When your tests depend on a database, you accept (most times unintentionally) that they’ll be slower, harder to maintain, and more fragile than your average unit tests.

For a start, you’ll need an actual database to connect to, up and running and listening to the right port, with the correct permissions and the correct version of the schema.

You also need to make sure the state of the data is as expected before each test. You also need to ensure that tests are not interfering with each other because of data left behind.

Finally, you’ll have to pay the price of the extra I/O for any test that hits your database. You may look at individual tests and decide they are “fast enough”, but those are going to be still an order of magnitude slower than just accessing memory.

Those issues get worse and worse as you keep adding tests.

The truth is: you’re probably using the database for far more tests than you should.

Treat tests that hit a database like tests against an actual 3rd party system. They should care about the contract between your application and the database itself.
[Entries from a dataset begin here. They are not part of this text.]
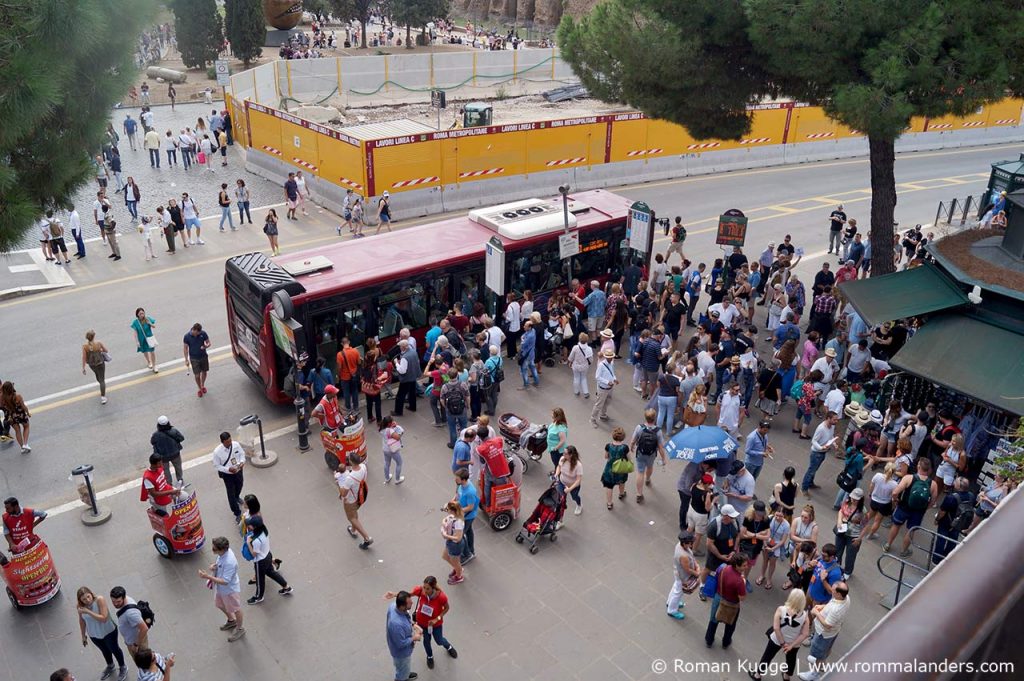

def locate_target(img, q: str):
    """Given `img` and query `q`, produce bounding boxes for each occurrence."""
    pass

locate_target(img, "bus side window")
[377,282,427,340]
[343,306,367,352]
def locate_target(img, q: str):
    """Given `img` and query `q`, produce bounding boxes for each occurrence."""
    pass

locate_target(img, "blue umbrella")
[665,426,738,464]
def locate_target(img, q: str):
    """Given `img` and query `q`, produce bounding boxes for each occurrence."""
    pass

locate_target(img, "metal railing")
[935,197,979,226]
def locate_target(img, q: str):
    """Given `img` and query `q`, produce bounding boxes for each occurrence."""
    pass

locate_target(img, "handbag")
[715,600,739,625]
[836,469,857,494]
[700,565,724,598]
[758,397,779,416]
[242,533,253,560]
[611,458,634,475]
[836,453,858,494]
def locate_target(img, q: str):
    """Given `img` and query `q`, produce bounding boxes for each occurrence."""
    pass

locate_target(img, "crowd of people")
[12,182,1014,681]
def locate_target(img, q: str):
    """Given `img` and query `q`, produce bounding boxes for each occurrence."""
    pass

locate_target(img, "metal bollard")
[295,396,309,452]
[239,414,278,468]
[71,464,112,527]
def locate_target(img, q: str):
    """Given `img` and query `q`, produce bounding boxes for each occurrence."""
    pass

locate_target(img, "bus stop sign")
[626,201,654,253]
[715,208,746,246]
[483,237,505,296]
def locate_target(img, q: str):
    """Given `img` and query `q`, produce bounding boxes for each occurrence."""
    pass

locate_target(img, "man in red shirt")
[705,553,748,649]
[139,454,181,515]
[337,337,362,412]
[384,576,459,669]
[3,497,46,553]
[476,426,512,505]
[312,385,341,430]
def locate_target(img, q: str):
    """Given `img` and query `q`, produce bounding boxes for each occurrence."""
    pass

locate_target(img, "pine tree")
[224,0,266,68]
[171,0,224,69]
[390,0,452,49]
[0,0,155,251]
[558,0,1024,274]
[326,0,378,47]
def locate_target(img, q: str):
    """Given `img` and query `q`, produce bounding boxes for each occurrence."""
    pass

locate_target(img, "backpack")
[637,426,657,457]
[444,388,466,416]
[444,329,466,357]
[118,600,157,629]
[790,380,804,399]
[950,498,974,539]
[906,475,932,511]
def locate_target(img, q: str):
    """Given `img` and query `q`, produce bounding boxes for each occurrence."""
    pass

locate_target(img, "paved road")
[6,370,897,681]
[0,140,1019,681]
[12,102,284,248]
[0,142,1021,501]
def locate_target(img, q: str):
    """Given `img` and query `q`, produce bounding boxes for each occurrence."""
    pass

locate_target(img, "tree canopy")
[558,0,1024,273]
[325,0,378,47]
[0,0,154,251]
[224,0,266,67]
[171,0,224,69]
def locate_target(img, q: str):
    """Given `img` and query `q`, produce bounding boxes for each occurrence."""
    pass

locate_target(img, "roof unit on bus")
[281,255,334,276]
[469,199,577,241]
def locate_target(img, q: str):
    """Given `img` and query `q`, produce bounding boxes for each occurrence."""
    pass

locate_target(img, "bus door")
[453,267,483,316]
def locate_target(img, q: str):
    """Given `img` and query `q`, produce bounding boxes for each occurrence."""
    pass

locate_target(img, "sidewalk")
[6,369,888,681]
[0,248,75,300]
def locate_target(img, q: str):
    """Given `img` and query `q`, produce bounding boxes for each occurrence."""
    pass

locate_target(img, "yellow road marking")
[654,173,988,244]
[32,352,231,416]
[0,144,1007,309]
They verify that the interactions (reading/writing your data) are correct, and nothing more.

All other tests that rely on the database should be using an in-memory replacement.

If you’re using an ORM framework that may be as simple as swapping the real database with an in-memory equivalent.

In other cases, it means introducing clear interfaces between database access and the rest of the application and using fake versions for testing.

Next time you see a test that uses a database, ask yourself:

Does this test relies on a particular piece of database technology, or it merely needs the ability to read/write to some storage?